Practitioners in the Family Court reported that while contact between siblings is accepted in theory, in practice it is not straightforward. Some reasons for sibling relationships being 'severed' or 'drifting apart' are:
- While professionals favour quite 'inclusive' definitions of siblings, in practice strong recognition is given only to relationships between full and half siblings. Relationshipsbetween step siblings, and especially foster siblings, are rarely given weight in legal decision making, despite these sometimes being very important to children.
- Professionals and young people expressed a strong ethical commitment to treating full and half siblings equally, but in practice, this is far from the case.
- 'Age-driven' decisions often take precedence over more nuanced assessments of the relationships between siblings and particular needs and wishes.
- Despite attempts to move towards what is referred to as 'open' adoption, there is still a strong assumption that once a child is adopted, direct contact with their birth relatives, including siblings, will be almost impossible to sustain. This is symbolically reinforced by statute that deems them to be no longer 'a blood relative'.
- In non-adoptive placements, contact between separated siblings is far more likely to take place but in practice can be difficult to arrange and maintain.
- Older siblings tend to lose out when decisions are made. There is a lack of consistency in responses to those that are considered to have taken on an 'inappropriate' caring role for their younger siblings. Children caring for siblings are treated differently from children caring for parents.
- There is a profound reluctance to use existing legal measures to order contact between separated siblings and in practice contact is usually left to adopters and local authorities to determine. The reasons for this include child-centred and pragmatic concerns about court involvement but there are deeply ingrained assumptions that a stronger message from the courts about contact will deter potential adopters and undermine the security of adoptions.
- There are concerns that young people do not know what law can do to help them in circumstances where contact is deemed important but does not happen.
- There are widespread assumptions that the stability of adoption placements will be undermined by contact with siblings still living with or in contact with their birth relatives; that expectations of direct contact will deter potential adopters; and that post-adoption contact should only take place with the agreement of adoptive parents.
The year-long research project, conducted by researchers at the School of Law at Birkbeck, University of London, is the first legal study to focus on sibling relationships in England and Wales. It explores what types of siblings are recognised in law (full, half, step, foster) and, through interviews with judges, lawyers, social workers and other professionals across the country, what emphasis is placed on the relationship in care and adoption decision making.

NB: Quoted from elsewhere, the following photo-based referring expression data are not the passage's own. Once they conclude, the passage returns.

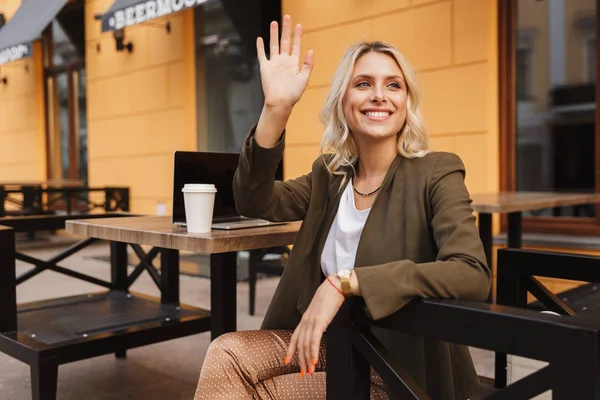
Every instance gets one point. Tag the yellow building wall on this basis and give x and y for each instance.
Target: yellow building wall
(22, 131)
(141, 105)
(451, 43)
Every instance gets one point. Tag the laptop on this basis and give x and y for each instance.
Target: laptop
(218, 169)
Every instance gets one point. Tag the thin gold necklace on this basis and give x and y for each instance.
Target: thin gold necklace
(366, 194)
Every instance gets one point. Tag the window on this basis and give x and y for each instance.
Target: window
(589, 58)
(229, 90)
(523, 71)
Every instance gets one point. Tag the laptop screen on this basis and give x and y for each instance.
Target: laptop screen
(207, 167)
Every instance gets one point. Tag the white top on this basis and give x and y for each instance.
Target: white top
(341, 244)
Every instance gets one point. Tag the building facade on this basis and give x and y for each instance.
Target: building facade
(111, 107)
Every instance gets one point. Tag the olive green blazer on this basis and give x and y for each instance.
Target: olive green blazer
(420, 240)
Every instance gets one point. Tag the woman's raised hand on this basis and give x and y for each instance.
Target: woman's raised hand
(283, 79)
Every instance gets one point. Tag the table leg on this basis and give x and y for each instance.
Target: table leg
(169, 276)
(485, 234)
(223, 310)
(118, 265)
(515, 230)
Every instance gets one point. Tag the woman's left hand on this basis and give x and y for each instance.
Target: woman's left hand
(306, 339)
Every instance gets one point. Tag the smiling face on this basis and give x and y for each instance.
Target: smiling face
(375, 100)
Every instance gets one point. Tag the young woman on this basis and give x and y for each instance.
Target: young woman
(384, 218)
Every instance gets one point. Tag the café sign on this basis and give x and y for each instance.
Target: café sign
(115, 18)
(14, 53)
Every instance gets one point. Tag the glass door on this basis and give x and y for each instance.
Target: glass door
(551, 135)
(66, 105)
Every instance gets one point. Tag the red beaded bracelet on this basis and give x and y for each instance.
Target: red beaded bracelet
(336, 288)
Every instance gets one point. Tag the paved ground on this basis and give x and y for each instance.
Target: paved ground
(163, 371)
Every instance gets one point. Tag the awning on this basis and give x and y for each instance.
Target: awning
(125, 13)
(26, 25)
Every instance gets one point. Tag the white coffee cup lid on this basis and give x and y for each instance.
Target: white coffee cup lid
(199, 187)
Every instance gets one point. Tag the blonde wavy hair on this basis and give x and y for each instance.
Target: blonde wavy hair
(337, 138)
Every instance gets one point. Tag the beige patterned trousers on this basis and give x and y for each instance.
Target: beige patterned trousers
(249, 365)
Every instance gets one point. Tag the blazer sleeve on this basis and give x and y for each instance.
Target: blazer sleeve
(460, 269)
(258, 195)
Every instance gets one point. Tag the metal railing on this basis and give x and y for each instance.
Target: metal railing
(570, 345)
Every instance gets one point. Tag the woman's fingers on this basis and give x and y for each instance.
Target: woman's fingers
(300, 348)
(260, 50)
(307, 65)
(315, 344)
(286, 35)
(297, 41)
(274, 46)
(292, 347)
(306, 345)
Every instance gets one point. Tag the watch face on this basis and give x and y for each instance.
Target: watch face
(344, 273)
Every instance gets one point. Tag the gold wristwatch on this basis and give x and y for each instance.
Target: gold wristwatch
(344, 275)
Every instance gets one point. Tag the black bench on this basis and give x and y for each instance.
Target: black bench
(46, 334)
(569, 344)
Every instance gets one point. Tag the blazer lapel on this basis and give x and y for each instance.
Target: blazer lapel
(375, 230)
(312, 277)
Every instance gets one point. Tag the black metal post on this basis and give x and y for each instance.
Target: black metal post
(223, 268)
(169, 276)
(348, 373)
(339, 355)
(515, 229)
(485, 233)
(108, 195)
(68, 200)
(125, 200)
(44, 379)
(511, 290)
(118, 265)
(252, 261)
(8, 281)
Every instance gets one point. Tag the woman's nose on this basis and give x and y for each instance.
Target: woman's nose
(378, 96)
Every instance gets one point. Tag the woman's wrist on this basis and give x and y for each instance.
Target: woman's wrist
(271, 124)
(354, 286)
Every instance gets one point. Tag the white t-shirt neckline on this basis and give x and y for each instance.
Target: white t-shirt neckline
(342, 241)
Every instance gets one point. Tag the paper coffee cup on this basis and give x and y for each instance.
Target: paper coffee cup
(199, 202)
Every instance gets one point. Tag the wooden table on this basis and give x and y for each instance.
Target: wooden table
(513, 204)
(222, 246)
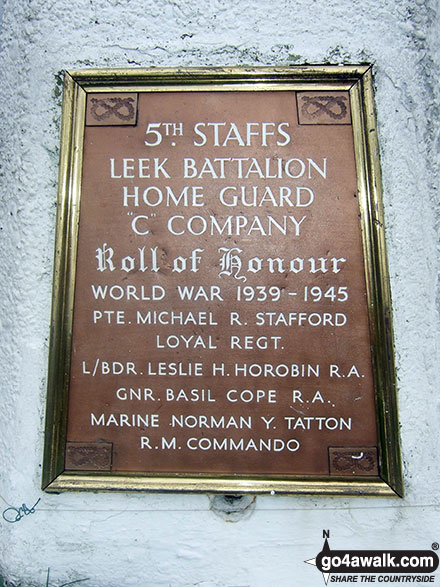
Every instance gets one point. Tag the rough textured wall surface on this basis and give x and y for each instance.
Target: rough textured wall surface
(176, 540)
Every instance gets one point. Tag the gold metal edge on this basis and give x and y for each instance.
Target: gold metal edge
(377, 279)
(69, 190)
(186, 483)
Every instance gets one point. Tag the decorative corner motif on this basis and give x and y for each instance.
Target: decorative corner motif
(323, 108)
(89, 456)
(111, 110)
(357, 460)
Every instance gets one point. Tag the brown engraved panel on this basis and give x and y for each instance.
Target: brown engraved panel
(324, 107)
(88, 456)
(220, 319)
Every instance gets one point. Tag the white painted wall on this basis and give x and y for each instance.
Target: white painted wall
(119, 540)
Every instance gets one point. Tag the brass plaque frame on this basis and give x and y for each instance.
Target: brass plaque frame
(357, 80)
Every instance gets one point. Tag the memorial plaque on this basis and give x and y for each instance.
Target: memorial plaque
(221, 314)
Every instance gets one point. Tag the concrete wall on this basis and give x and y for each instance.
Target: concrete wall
(176, 540)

Birkbeck's Professor Daniel Monk, who led the research, said: "All the professionals we spoke to thought bonds between brothers and sisters were very important, but also recognised challenges in being able to effectively protect or sustain these relationships for children who enter the care system. The Judges we spoke to described decisions which impact on siblings as 'the hardest', 'the most difficult', and 'heartbreaking'. There are no easy answers and there will always be a limit to what law can do, but it is important that law and practice understand WHY siblings sometimes slip from view and are able to address this wherever possible."
A 16 year old surveyed as part of the research said: "When you think about it, the courts always try to keep the routine or not disturb the child's life and all that, try to keep it as normal as possible, but they're separating the siblings from each other. How's that keeping it normal as possible, when in reality, in the most perfect home, you get to see your siblings?"